Obviously there are going to be those calling for gun control but that happens every time we have one of these incidents. Obviously that’s not the issue. The issue is the mentality of these people. And we need to be looking at the mentality of these individuals and seeing if there are any early warning clues that we can gather that will help us as a society be able to identify these people ahead of time.

There is an "obvious" here, but it's not what Carson evidently thinks it is.  Most mentally ill people are not violent and the vast majority of violent crimes are not committed by a person with a serious mental illness (John Oliver on the subject, below). The Huffington Post reports 

According to Harold Pollack, co-director of the Crime Lab at the University of Chicago, gun reform can't be achieved until Americans stop looking at mental illness as a scapegoat for violent behavior.

"We don't want to stereotype people with a severe mental illness," Pollack told HuffPost Live host Caroline Modarressy-Tehrani. "Severe mental illness accounts for something like five percent of the violence we see in America, and we don't have a particularly higher rate of severe mental illness than many other places that have much lower gun homicide rates than we do."

Additionally, Pollack argued the practice of concealed carry permits fosters a culture that normalizes firearm possession -- no matter the state of mental health. 

"What kind of norms are we really creating by having people walking around in public with dangerous weapons?" he said. "The people who have concealed carry permits are not particularly the people who are the dangerous people, but they're contributing to an environment that is a problem."

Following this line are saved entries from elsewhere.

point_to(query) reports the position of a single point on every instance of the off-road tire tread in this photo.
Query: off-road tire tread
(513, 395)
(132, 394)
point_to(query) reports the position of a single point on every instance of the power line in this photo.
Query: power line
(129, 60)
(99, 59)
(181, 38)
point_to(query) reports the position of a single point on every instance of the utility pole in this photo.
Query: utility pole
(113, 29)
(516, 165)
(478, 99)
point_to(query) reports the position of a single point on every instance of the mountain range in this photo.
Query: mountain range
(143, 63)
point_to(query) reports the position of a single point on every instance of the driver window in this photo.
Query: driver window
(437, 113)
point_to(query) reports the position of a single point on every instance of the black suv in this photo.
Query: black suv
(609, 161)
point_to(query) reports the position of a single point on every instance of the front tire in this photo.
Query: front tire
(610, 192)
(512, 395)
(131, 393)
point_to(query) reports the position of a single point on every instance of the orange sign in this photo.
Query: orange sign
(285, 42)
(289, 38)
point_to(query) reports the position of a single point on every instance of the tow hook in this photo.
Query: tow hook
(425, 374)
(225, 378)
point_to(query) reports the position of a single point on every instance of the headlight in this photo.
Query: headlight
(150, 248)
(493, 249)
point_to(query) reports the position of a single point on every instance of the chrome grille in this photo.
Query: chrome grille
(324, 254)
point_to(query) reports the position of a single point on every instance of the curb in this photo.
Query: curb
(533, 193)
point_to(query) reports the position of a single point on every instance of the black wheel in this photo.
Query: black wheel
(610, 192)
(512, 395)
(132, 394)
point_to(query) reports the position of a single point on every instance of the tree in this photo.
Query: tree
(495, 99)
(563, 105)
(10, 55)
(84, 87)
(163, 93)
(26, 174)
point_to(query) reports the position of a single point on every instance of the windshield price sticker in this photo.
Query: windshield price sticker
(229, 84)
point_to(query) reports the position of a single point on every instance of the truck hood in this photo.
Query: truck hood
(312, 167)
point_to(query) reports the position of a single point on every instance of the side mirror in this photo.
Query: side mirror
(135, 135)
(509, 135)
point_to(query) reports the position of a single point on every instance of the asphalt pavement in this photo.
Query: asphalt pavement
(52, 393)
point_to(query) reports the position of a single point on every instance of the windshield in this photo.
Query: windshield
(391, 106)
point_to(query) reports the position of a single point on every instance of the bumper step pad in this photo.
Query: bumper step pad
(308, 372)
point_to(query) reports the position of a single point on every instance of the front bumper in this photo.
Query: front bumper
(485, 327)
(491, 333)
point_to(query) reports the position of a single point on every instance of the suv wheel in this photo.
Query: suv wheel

Real estate mogul Trump, Governor Christie, and brain surgeon Carson have something in common other than wanting to ignore gun safety. It is not hypocrisy because only Christie has cut psychiatric services and additionally made it easier for mentally ill individuals to purchase firearms. Instead, none of the three had ever examined, or even met, Christopher Harper-Mercer or any of the other mass murderers. But they just know they must have been mentally ill.

They do not. But what we do know is that Christopher Harper-Mercer would not have been able to kill nine people if he had been running around with a knife. Mental illness is a factor, but only sometimes; it is handier as an excuse.